Overall, the evidence for the quality of the measures and inclusion of domains of subjective financial toxicity differed considerably. No measure reached an excellent level for overall quality but was mostly rated as sufficient. However, the systematic review highlighted the strides made in tailoring measures of FT to suit specific countries, reflecting progress in addressing localized experiences of subjective FT. Despite significant progress in this area, challenges remain, particularly concerning the variability in measures of subjective financial distress across studies. This variability highlights the need for a consistent definition of subjective FT and standardized measurements capable of thoroughly assessing the multifaceted aspects of subjective FT. Understanding these systemic factors is essential for developing targeted interventions to alleviate financial burdens and improve the overall well-being of individuals facing cancer diagnosis and treatment. Rigorous validation and testing are essential to ensure the applicability of these measures across diverse cancer types, healthcare systems, and cultural contexts, while also considering factors such as translation and local nuances. Future research should aim to enhance the cultural sensitivity of these measures to promote inclusivity and accuracy in assessing FT experiences among individuals from cultural backgrounds. Another pressing priority is the creation of practical screening tools demonstrating high predictive accuracy through correlation with scores for all domains of FT in clinical practice. Integrating the screening for cancer survivors at risk of FT as a standard practice is essential, given the multitude of consequences associated with FT [41]. It is worth noting that the FT measures identified in this review may not be the most suitable for use as screening tools due to their length and the time required for their administration. For instance, Prasad and colleagues [42] argue that measures like COST-FACIT can be cumbersome and challenging to use for screening cancer survivors at risk of developing FT. Nevertheless, the argument presented by Beauchemin and colleagues [43] highlights the critical importance of early identification of FT in mitigating catastrophic financial losses and addressing existing disparities in healthcare delivery. This highlights the imperative for future tool development.

Strengths and limitations

This systematic review used robust methodology and stringent adherence to the PRISMA statement [14] to provide a current and comprehensive analysis of available literature. This review has succeeded in discussing the many limitations of the included studies regarding the development and assessment of FT tools to best guide future research and practice. In addition, numerous limitations regarding the conduct of this review were present. It is possible that the exclusion of grey literature and other databases may have excluded relevant studies; however, this is unlikely due to the rigorous search strategy used and manual searching of references lists of relevant literature.
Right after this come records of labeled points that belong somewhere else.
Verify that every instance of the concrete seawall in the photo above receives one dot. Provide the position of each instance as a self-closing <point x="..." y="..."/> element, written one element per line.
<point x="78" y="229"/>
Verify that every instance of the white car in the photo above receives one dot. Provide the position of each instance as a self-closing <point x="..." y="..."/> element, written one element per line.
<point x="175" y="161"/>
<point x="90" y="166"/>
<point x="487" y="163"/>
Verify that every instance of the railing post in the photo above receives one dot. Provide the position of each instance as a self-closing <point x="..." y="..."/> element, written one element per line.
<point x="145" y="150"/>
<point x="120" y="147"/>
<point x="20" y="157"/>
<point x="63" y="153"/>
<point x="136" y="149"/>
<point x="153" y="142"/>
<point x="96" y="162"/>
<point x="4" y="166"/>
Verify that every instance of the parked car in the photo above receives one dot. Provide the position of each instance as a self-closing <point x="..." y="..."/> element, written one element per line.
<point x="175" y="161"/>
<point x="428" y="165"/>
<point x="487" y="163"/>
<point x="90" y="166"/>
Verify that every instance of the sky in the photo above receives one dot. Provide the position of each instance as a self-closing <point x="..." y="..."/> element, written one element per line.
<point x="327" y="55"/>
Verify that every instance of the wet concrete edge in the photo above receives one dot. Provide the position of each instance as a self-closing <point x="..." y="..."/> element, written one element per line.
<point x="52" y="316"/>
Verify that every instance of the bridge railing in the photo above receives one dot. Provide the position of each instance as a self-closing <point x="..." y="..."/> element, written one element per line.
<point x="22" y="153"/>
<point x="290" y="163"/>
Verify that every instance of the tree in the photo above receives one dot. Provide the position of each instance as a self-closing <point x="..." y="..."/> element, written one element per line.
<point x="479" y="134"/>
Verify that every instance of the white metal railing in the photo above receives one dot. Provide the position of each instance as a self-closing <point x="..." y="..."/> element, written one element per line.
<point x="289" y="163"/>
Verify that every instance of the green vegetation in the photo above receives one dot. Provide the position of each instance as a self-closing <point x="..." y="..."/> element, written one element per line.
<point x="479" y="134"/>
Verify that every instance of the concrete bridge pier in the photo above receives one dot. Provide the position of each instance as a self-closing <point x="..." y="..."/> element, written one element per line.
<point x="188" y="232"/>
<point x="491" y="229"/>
Only English studies were included, which might have led to under-representation of non-English countries. The review relied on COSMIN to analyse the FT tools, which is complex, required expertise in psychometrics, and is subjective.

Conclusion

This review emphasizes the need for validated multidimensional FT measures that can be applied across various cancer types, healthcare settings, and cultural backgrounds. Furthermore, a need to develop practical screening tools with high predictive ability for FT is highly important, considering the significant consequences of FT.